Now that I know my strengths, I need to reflect on how I can apply these strengths to develop myself as a teacher.

  1. Achiever: One of the aspects of achievers that make them stand out is they “routinely raise the spirits of people by putting aside what you are doing and giving them your undivided attention” (Clifton & Anderson, 2001). This is an aspect about me that I can directly relate to my role as an educator. If I am doing my job correctly, I will be able to motivate a lot of my students to succeed by giving them the individualized attention they deserve.

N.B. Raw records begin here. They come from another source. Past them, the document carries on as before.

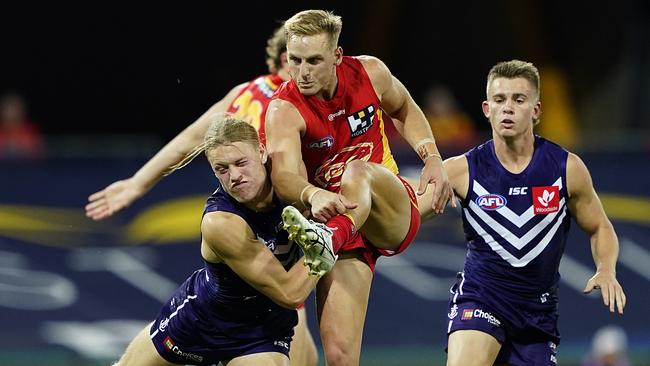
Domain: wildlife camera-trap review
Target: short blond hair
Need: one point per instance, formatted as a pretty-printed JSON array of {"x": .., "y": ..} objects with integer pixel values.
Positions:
[
  {"x": 515, "y": 69},
  {"x": 313, "y": 22},
  {"x": 225, "y": 129},
  {"x": 275, "y": 47}
]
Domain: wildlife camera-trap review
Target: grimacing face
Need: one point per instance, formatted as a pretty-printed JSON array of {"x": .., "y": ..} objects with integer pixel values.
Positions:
[
  {"x": 511, "y": 106},
  {"x": 312, "y": 64},
  {"x": 240, "y": 169}
]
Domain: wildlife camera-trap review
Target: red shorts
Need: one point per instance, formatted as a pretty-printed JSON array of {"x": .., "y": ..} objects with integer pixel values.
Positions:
[{"x": 369, "y": 253}]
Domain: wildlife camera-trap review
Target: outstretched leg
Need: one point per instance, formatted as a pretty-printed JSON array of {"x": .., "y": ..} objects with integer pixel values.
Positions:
[
  {"x": 342, "y": 299},
  {"x": 141, "y": 352}
]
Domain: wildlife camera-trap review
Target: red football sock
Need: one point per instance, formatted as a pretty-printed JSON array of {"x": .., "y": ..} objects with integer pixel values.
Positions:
[{"x": 343, "y": 230}]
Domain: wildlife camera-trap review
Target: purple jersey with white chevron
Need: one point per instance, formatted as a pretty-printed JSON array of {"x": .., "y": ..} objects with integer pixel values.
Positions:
[
  {"x": 516, "y": 226},
  {"x": 215, "y": 315}
]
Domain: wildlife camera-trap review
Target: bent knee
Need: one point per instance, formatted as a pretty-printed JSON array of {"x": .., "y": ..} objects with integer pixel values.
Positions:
[
  {"x": 357, "y": 170},
  {"x": 341, "y": 355}
]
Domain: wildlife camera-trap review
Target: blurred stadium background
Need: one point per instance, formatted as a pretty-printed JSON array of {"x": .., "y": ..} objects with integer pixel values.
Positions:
[{"x": 111, "y": 84}]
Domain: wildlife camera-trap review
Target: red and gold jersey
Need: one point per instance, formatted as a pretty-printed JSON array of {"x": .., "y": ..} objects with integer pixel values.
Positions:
[
  {"x": 348, "y": 127},
  {"x": 251, "y": 103}
]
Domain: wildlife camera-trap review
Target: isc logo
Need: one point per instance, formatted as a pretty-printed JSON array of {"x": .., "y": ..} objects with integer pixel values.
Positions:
[{"x": 491, "y": 201}]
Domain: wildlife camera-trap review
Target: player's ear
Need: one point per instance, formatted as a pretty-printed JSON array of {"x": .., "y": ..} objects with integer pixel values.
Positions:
[
  {"x": 283, "y": 59},
  {"x": 338, "y": 53},
  {"x": 263, "y": 154},
  {"x": 486, "y": 108}
]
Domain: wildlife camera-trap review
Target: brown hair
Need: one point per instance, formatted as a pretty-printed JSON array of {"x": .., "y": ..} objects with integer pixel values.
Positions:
[{"x": 515, "y": 69}]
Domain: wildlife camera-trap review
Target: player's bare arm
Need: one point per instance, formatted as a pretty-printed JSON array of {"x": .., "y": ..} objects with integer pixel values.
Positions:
[
  {"x": 284, "y": 127},
  {"x": 123, "y": 193},
  {"x": 234, "y": 243},
  {"x": 397, "y": 101},
  {"x": 458, "y": 172},
  {"x": 590, "y": 216}
]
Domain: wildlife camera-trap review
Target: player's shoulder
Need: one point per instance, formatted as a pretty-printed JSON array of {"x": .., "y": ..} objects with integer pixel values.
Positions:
[
  {"x": 216, "y": 223},
  {"x": 371, "y": 63},
  {"x": 455, "y": 165}
]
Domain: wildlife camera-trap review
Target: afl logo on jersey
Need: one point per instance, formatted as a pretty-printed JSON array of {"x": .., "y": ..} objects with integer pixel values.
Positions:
[
  {"x": 491, "y": 202},
  {"x": 322, "y": 144}
]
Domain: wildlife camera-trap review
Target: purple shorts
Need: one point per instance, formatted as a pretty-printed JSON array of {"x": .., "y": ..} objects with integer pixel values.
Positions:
[
  {"x": 192, "y": 328},
  {"x": 475, "y": 316},
  {"x": 527, "y": 332}
]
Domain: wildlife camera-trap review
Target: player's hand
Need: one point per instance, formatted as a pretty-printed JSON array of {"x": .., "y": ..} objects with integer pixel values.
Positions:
[
  {"x": 326, "y": 204},
  {"x": 613, "y": 295},
  {"x": 433, "y": 173},
  {"x": 112, "y": 199}
]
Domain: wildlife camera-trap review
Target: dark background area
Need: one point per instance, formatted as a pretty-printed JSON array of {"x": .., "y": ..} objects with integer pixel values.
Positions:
[{"x": 111, "y": 68}]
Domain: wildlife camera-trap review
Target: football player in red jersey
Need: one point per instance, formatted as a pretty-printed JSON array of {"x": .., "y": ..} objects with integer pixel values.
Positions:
[
  {"x": 329, "y": 119},
  {"x": 247, "y": 101}
]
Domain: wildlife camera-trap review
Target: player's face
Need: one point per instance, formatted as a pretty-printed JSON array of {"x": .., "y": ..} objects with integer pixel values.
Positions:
[
  {"x": 511, "y": 107},
  {"x": 312, "y": 64},
  {"x": 240, "y": 169}
]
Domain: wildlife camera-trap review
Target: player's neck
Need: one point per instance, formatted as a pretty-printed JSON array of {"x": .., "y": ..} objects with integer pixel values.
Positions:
[
  {"x": 329, "y": 90},
  {"x": 264, "y": 199},
  {"x": 284, "y": 74},
  {"x": 514, "y": 153}
]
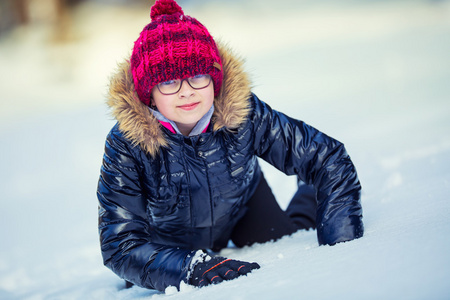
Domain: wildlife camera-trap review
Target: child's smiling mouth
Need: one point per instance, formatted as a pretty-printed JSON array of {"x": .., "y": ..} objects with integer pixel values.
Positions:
[{"x": 189, "y": 106}]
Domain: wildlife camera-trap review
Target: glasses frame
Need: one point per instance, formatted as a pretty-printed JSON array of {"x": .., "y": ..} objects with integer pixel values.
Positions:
[{"x": 181, "y": 84}]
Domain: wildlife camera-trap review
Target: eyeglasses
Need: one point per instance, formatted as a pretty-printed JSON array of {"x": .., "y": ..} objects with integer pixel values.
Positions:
[{"x": 173, "y": 86}]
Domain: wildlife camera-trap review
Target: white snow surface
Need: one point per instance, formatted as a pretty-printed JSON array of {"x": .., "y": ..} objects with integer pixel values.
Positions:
[{"x": 373, "y": 74}]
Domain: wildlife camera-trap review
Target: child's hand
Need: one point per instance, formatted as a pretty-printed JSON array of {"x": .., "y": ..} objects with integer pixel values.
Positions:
[{"x": 218, "y": 269}]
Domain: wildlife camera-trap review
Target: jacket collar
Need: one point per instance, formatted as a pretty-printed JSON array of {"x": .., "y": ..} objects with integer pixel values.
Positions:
[{"x": 138, "y": 124}]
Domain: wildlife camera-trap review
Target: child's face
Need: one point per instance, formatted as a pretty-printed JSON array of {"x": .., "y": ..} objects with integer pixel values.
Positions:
[{"x": 186, "y": 107}]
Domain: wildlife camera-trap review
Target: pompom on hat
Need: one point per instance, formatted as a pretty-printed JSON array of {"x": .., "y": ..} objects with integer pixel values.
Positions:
[{"x": 173, "y": 46}]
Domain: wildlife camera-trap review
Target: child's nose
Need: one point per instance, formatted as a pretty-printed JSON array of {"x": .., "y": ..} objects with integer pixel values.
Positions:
[{"x": 186, "y": 90}]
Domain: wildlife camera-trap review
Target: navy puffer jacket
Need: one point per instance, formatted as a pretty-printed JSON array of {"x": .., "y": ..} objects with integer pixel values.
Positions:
[{"x": 163, "y": 196}]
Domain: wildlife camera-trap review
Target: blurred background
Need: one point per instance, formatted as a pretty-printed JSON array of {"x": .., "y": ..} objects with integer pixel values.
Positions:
[{"x": 374, "y": 74}]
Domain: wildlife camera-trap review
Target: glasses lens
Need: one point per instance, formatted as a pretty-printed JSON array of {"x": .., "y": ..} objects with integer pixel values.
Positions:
[
  {"x": 199, "y": 81},
  {"x": 169, "y": 87}
]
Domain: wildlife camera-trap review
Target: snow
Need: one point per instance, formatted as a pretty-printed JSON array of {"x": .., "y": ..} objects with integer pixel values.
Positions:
[{"x": 373, "y": 74}]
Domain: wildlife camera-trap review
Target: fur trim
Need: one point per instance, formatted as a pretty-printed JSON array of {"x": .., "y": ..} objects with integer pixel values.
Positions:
[{"x": 231, "y": 107}]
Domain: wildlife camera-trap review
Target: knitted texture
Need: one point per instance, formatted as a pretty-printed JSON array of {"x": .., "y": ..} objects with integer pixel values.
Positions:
[{"x": 173, "y": 46}]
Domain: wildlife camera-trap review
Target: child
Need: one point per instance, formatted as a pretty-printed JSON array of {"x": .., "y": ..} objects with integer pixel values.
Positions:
[{"x": 180, "y": 176}]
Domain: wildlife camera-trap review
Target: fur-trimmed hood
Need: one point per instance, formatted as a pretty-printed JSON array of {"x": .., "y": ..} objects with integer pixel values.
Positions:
[{"x": 138, "y": 124}]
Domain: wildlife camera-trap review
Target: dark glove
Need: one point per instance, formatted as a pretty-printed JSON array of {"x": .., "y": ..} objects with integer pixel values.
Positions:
[{"x": 218, "y": 269}]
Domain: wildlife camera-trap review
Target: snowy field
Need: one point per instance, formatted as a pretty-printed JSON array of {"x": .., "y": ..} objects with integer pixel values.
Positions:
[{"x": 373, "y": 74}]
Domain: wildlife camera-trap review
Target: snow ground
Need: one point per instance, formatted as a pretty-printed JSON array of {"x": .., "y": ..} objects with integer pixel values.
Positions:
[{"x": 373, "y": 74}]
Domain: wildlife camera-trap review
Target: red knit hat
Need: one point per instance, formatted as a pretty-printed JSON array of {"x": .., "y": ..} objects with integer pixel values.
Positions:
[{"x": 173, "y": 46}]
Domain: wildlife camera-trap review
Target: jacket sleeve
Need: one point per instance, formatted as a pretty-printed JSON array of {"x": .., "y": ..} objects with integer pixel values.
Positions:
[
  {"x": 125, "y": 235},
  {"x": 296, "y": 148}
]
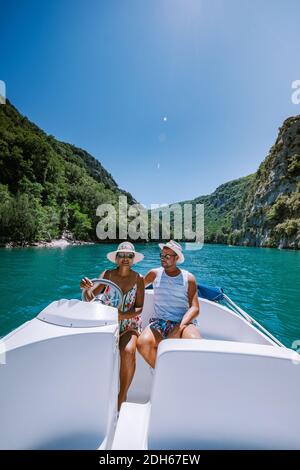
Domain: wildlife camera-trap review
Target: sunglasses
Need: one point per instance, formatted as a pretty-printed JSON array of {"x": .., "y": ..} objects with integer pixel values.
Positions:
[
  {"x": 125, "y": 255},
  {"x": 167, "y": 256}
]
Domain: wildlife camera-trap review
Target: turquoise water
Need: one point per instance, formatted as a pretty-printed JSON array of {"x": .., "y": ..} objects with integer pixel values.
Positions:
[{"x": 265, "y": 282}]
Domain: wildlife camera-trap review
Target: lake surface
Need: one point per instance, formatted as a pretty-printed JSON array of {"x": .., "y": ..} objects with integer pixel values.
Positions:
[{"x": 264, "y": 282}]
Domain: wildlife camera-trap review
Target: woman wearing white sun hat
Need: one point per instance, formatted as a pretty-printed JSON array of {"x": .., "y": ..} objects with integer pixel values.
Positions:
[{"x": 130, "y": 324}]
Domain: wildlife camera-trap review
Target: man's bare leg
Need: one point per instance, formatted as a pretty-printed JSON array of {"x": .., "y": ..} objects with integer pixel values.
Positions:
[{"x": 147, "y": 345}]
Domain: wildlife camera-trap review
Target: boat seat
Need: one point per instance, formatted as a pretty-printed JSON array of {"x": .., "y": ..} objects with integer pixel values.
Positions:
[
  {"x": 224, "y": 395},
  {"x": 59, "y": 385}
]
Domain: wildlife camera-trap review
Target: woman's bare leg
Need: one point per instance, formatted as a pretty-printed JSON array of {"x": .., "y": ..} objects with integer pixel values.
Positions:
[{"x": 127, "y": 345}]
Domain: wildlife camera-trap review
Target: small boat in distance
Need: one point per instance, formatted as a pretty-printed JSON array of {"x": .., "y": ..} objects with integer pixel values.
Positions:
[{"x": 237, "y": 388}]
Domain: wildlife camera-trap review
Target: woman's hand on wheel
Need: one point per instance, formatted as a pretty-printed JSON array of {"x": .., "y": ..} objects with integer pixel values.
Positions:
[{"x": 85, "y": 283}]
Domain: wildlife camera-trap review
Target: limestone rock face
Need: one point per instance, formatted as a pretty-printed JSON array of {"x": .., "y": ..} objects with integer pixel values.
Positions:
[{"x": 269, "y": 214}]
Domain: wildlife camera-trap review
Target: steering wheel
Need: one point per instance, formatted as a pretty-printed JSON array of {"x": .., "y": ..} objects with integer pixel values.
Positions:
[{"x": 113, "y": 296}]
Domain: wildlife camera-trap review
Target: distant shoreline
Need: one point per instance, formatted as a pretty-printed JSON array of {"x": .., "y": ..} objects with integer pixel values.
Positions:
[{"x": 64, "y": 243}]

  2. Learner: There are many ways that being a learner will help me to be the best educator that I can be. For one, being a life-long learner will help me to continuously reflect on my progress as a teacher. This reflection will allow me to improve constantly. Another part of Clifton and Anderson’s (2001) piece about learners that stood out to me as I venture further into my journey of becoming an educator was when they said, “By nature, you customarily figure out what makes each person special”. I believe this is something that will assist me in creating an inclusive classroom that allows students to feel safe and valued in my class.
  3. Relator: The main characteristic of being a relator that relates to being an educator  is I “enjoy the companionship of individuals who tell you what they plan to accomplish in the coming weeks, months, or years. Once you know their goals, you can help them reach their objectives” (Clifton & Anderson, 2001). I absolutely love having my students write out 3 SMART goals that they wish to accomplish. I have them write a short-term goal about their personal life, a short-term goal about school, and a 5-year long goal. This assignment promotes them to make and reach goals, but it also allows me to get to know what interests my students.
  4. Significance: A part of being a teacher is pushing students to become the best versions of themselves possible. This relates to the theme of significance, which states, “You repeatedly pressure people to excel rather than settle for mediocre results” (Clifton & Anderson, 2001). This is something that I feel a lot of my students need, especially in their formative high school years. However, this will be annoying to them from time to time, but they will thank me in the long run… Hopefully.
  5. Discipline: Having discipline is a great strength for educators to have because I love to create routines and structure, which promote a safe and efficient classroom.  Being able to streamline methods for handling tasks and paperwork will help students to finish their work in a timely and efficient manner.